Here is a real life story from my client
files. The names have been changed so I
am not fined for breaking privacy rules (see – I do know my “ethics”!).
Patty O’Furniture continued to work past
age 70½. He had begun to take RMDs from
his traditional IRAs, but continued to contribute each year to his employer’s
401(k) plan and a ROTH IRA. He also made
annual contributions to a spousal ROTH IRA for his non-working spouse, who had
recently also turned age 70½ and began taking RMDs from her traditional IRA.
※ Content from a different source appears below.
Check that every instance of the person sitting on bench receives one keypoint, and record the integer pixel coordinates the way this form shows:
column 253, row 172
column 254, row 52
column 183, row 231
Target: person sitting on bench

Patty passed away of a sudden heart attack
while at work in early 2012, prior to making his or his wife’s 2012 ROTH IRA
contributions. During January of 2012 he
earned $8,000+ in W-2 income.
Obviously a 2012 ROTH IRA contribution
could not be made for Patty, as he had gone to his final audit, and IRA
contributions cannot be made for a decedent after death (since “the primary
purpose for an IRA is the accumulation of retirement funds” – from PLR
8439066).
Mrs. O’Furniture, who will have no earned
income for 2012, asked me if she could make a $6,000 contribution to her ROTH
IRA for 2012.
I did my research and here is what I found
–
A non-working spouse can make a contribution to a spousal IRA for the year of the
decedent’s death as long as the funds do
not come from the estate. The
contribution must be made with her personal funds – funds she holds outside the
estate.
In Private Letter Ruling 8527083 the IRS
allowed a contribution to a non-working surviving spouse's IRA made after the
death of the working spouse.
If the surviving spouse had maintained
separate checking, savings or investment accounts prior to the passing of the
deceased spouse there is no problem determining “funds held outside the
estate”.
But what if, as was the case with my
client, all funds and accounts had been in joint name?
Mrs. O’Furniture could consider half of the
balances in the various joint accounts as being “funds she holds outside the
estate”.
Any questions?
TTFN
2 comments:
I would argue that money in a joint account or TOD/POD, does not pass through probate and is therefore never part of the estate. It passes immediately to the spouse
I agree with Peter. It only makes sense that it is to be given to the spouse.